ALBUM. C’est bien beau tout ça : on discute avec King Buzzo du nouvel album des Melvins à la Cartonnerie de Reims (voir l’interview), on écoute leurs nouveaux morceaux en live mais on n’avait pas encore chroniqué Pinkus Abortion Technician…Un nouvel album qui a un fort goût de Butthole Surfers (d’où le titre qui fait référence à l’un de leurs albums…) puisque 4 titres ont été écrits par Jeff Pinkus (le bassiste des Butthole Surfers quasiment depuis les débuts du groupe, qui a rejoint les Melvins depuis quelques mois) et 2 autres sont des reprises du combo punk texan, dont Buzz Osborne est un grand fan. Sur 8 en tout. Les 2 derniers morceaux étant une compo signée Steve Mac Donald (Embrace The Rub) et une reprise, très sympa, du I Want To Hold Your Hand des Beatles (très reconnaissable car pas aussi délirante que ce à quoi on pouvait s’attendre même si la fin est assez psychédélique tout de même. On a quand même à faire aux Melvins…), dont on avait parlé avec King Buzzo (l’idée lui était venue en se souvenant de la reprise de ce même titre par le groupe de Billy Gibbons avant qu’il ne fonde ZZ Top).

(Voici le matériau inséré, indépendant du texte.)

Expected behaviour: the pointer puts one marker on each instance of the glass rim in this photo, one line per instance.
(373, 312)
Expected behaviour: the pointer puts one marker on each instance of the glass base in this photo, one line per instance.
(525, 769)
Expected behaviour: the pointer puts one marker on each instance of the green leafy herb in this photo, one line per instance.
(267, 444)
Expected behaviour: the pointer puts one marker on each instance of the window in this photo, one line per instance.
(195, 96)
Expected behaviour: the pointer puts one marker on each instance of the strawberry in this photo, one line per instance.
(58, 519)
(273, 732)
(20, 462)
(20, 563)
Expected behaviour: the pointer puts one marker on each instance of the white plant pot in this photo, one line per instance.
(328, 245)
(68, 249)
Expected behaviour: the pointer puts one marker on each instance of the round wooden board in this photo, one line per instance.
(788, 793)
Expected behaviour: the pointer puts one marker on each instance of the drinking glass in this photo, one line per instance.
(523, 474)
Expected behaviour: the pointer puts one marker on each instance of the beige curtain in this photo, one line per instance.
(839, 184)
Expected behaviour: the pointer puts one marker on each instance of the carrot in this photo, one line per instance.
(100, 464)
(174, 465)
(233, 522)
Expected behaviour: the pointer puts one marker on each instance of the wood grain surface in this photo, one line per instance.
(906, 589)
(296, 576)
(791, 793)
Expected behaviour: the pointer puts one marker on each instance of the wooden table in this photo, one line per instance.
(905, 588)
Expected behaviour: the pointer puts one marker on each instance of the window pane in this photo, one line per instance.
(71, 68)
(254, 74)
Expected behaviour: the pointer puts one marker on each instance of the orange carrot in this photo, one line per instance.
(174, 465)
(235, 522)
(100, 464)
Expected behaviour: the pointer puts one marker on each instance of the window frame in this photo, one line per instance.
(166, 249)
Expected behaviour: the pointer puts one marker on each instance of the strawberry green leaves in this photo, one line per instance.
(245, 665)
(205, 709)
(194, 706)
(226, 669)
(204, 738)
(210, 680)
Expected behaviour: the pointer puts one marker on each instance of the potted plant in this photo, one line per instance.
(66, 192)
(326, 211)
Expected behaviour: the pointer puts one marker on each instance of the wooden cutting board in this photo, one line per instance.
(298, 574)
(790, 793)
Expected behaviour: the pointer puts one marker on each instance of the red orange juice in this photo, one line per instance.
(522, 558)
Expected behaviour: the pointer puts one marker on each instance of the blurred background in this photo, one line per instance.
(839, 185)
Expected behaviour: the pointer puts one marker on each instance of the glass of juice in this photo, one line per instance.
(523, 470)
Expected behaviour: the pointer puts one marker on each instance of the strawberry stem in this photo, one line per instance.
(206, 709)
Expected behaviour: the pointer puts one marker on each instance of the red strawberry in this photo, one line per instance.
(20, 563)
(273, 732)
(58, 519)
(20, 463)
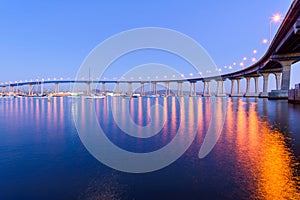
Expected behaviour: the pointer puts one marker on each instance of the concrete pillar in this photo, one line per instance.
(56, 88)
(248, 85)
(142, 89)
(282, 92)
(129, 92)
(192, 88)
(206, 87)
(223, 87)
(286, 74)
(103, 88)
(238, 86)
(167, 88)
(88, 88)
(117, 92)
(256, 85)
(154, 84)
(277, 77)
(232, 87)
(265, 85)
(11, 89)
(248, 93)
(179, 89)
(218, 89)
(30, 88)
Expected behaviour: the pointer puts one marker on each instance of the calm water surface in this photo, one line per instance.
(256, 156)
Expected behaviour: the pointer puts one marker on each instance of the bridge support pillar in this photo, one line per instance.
(117, 90)
(129, 92)
(56, 88)
(11, 90)
(154, 88)
(30, 90)
(248, 93)
(265, 93)
(167, 88)
(277, 77)
(142, 90)
(220, 87)
(103, 88)
(3, 90)
(237, 94)
(248, 79)
(192, 88)
(88, 88)
(206, 88)
(282, 92)
(179, 89)
(256, 86)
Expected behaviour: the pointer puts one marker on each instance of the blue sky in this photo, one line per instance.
(41, 39)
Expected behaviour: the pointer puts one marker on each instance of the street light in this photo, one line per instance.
(264, 41)
(275, 19)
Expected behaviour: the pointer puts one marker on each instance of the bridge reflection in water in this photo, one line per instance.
(256, 156)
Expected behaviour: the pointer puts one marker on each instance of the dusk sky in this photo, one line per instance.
(41, 39)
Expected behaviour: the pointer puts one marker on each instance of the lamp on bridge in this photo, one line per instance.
(275, 19)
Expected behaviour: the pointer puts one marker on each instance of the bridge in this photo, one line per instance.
(282, 53)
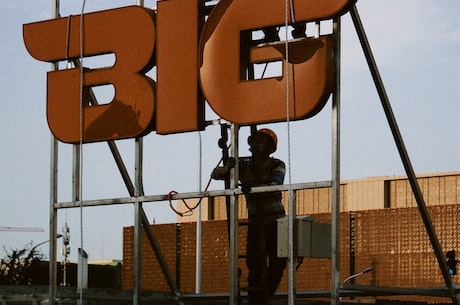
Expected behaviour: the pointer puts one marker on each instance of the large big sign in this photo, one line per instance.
(195, 61)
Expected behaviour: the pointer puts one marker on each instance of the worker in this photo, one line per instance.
(263, 210)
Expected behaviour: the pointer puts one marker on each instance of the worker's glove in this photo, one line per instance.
(230, 163)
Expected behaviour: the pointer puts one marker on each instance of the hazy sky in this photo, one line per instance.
(416, 46)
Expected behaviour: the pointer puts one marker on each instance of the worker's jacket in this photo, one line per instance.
(262, 207)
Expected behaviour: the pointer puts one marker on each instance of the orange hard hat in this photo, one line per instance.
(265, 132)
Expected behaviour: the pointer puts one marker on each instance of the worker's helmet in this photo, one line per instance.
(264, 132)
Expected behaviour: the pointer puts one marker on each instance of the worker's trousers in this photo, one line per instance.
(265, 268)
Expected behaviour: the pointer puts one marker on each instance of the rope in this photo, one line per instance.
(289, 4)
(190, 209)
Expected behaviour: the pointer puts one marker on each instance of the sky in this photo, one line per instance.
(415, 44)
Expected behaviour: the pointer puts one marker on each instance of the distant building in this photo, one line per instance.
(379, 220)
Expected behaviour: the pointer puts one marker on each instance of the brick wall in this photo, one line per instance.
(391, 241)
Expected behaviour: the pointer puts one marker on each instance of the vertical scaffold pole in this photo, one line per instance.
(335, 238)
(233, 253)
(52, 283)
(138, 212)
(404, 155)
(291, 247)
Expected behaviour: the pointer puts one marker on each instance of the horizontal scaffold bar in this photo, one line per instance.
(189, 195)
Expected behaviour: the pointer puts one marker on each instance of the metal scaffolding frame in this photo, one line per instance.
(137, 197)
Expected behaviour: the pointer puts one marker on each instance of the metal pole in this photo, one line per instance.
(403, 154)
(53, 193)
(291, 248)
(53, 220)
(138, 190)
(233, 253)
(198, 225)
(335, 238)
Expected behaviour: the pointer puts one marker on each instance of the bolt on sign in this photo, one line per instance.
(197, 61)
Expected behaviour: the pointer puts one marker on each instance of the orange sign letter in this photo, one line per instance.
(129, 33)
(311, 65)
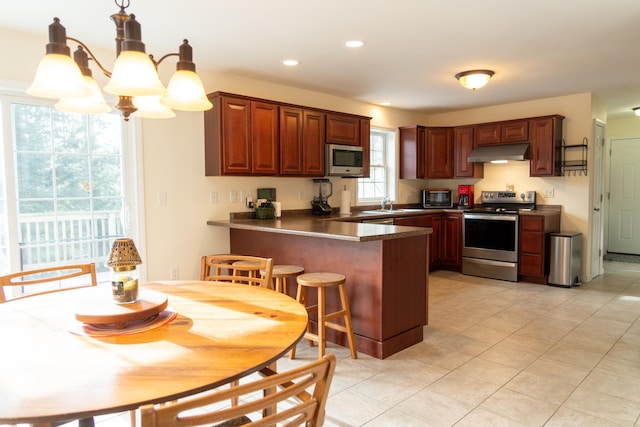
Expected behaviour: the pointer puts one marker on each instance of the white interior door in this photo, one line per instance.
(624, 210)
(597, 214)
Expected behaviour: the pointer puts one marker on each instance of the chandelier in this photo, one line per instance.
(134, 78)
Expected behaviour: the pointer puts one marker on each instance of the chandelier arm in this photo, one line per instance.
(156, 63)
(104, 70)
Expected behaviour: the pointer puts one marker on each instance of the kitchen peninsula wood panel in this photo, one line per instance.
(387, 282)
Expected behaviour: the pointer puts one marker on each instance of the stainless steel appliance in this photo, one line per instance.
(344, 160)
(437, 198)
(323, 189)
(465, 196)
(490, 234)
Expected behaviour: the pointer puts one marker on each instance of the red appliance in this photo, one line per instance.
(465, 196)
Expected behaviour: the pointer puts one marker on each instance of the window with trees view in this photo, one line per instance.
(63, 200)
(381, 181)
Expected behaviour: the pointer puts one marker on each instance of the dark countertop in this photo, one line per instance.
(347, 227)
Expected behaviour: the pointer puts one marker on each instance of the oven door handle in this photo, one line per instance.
(491, 217)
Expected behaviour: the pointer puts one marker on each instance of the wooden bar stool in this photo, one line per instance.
(321, 281)
(280, 275)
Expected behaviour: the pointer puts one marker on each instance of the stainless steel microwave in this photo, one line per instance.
(437, 198)
(343, 160)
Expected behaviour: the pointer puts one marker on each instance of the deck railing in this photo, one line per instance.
(47, 240)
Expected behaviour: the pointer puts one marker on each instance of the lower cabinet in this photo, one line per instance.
(533, 258)
(445, 242)
(451, 246)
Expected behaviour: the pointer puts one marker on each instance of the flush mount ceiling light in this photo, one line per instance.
(474, 79)
(354, 43)
(134, 78)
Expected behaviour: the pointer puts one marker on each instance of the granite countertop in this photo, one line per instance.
(346, 227)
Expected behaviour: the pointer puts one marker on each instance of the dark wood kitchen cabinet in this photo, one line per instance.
(413, 152)
(513, 131)
(343, 129)
(488, 134)
(451, 246)
(545, 149)
(430, 221)
(241, 137)
(445, 244)
(533, 255)
(252, 136)
(505, 132)
(439, 152)
(301, 142)
(463, 140)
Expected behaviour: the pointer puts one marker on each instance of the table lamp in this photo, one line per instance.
(123, 259)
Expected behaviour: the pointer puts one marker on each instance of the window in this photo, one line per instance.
(381, 182)
(63, 192)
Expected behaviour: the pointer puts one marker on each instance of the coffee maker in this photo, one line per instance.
(322, 190)
(465, 196)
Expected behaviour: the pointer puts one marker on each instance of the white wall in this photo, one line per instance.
(177, 234)
(571, 192)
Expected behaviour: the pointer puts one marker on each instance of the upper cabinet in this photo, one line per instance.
(343, 129)
(545, 146)
(506, 132)
(514, 131)
(442, 152)
(413, 152)
(301, 142)
(463, 137)
(241, 137)
(440, 160)
(251, 136)
(488, 134)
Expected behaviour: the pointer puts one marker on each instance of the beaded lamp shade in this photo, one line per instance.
(123, 253)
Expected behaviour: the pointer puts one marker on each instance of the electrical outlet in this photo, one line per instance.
(244, 195)
(162, 198)
(213, 197)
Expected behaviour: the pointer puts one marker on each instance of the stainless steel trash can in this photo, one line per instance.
(566, 259)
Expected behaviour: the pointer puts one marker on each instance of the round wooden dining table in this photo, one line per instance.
(222, 332)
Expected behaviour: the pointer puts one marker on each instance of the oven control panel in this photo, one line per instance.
(528, 197)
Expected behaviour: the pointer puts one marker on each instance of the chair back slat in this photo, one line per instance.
(237, 269)
(301, 392)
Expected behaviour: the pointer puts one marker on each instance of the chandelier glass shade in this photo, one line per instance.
(474, 79)
(134, 78)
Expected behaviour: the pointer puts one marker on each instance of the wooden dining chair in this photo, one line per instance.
(237, 269)
(300, 395)
(43, 280)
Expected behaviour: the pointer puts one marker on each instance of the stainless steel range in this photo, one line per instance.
(490, 234)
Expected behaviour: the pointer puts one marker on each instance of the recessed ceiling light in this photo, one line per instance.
(354, 43)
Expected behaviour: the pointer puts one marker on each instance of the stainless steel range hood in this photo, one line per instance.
(500, 153)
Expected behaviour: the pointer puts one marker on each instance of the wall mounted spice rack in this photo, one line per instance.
(577, 166)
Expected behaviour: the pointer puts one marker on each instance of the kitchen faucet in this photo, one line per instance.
(384, 202)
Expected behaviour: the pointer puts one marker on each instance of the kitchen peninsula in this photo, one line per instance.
(385, 267)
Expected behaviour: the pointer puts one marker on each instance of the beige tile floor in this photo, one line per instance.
(500, 354)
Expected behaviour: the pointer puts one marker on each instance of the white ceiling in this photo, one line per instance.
(537, 48)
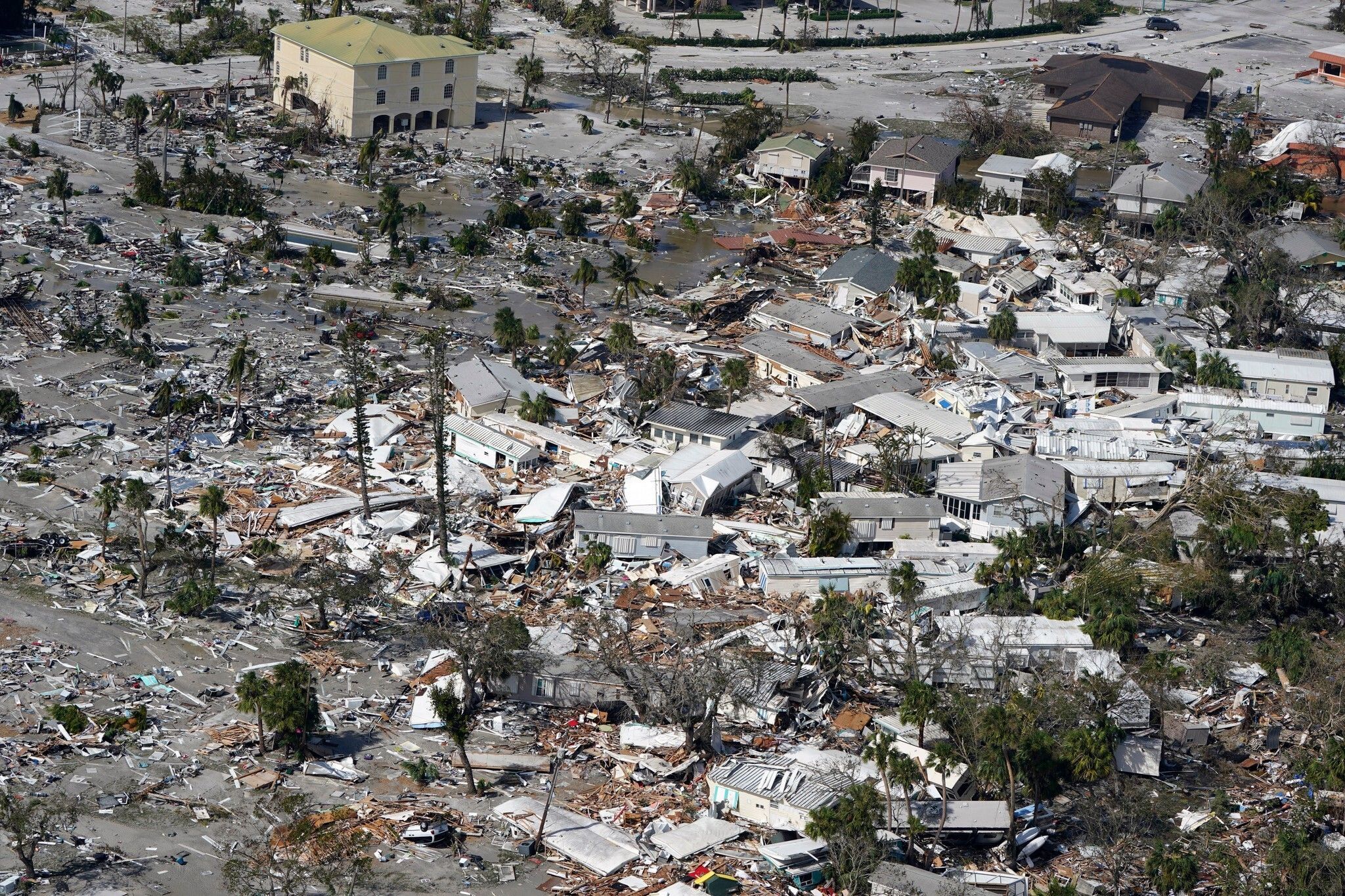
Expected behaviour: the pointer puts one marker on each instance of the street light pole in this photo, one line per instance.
(505, 132)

Un album des Melvins assez surprenant puisqu’il laisse une grande place aux 2 nouveaux venus dans le groupe. Du coup, Buzz Osborne a eu moins de choses à faire sur Pinkus Technician Abortion. Bon, il joue quand même de la guitare sur quasiment tous les morceaux et cosigne aussi Prenup Butter mais on ne l’entend pas souvent chanter (principalement sur la reprise des Beatles et Prenup Butter en fait). Preuve en tout cas que les Melvins ont trouvé un nouvel équilibre avec cette nouvelle incarnation du groupe à 4 (impression que l’on avait déjà eu en concert, les 4 démontrant une réelle complicité). Car à part Stop Moving To Florida (assez moyen même s ‘il étonne avec ses 2 parties très différentes) et Break Bread (aux relents 70s évidents), un peu faiblards, l’album tient parfaitement la route (grâce à la singularité de l’écriture de Pinkus, assez imprévisible, dont il fait notamment preuve sur le lent et assez lourd Don’t Forget To Beathe et ses « chinoiseries » délirantes ou sur Flamboyant Duck, long morceau qui commence avec une guitare acoustique et un banjo pour ensuite s’alourdir et évoluer de façon surprenante, tous 2 très bons) et s’intègre plutôt bien à la discographie des Melvins.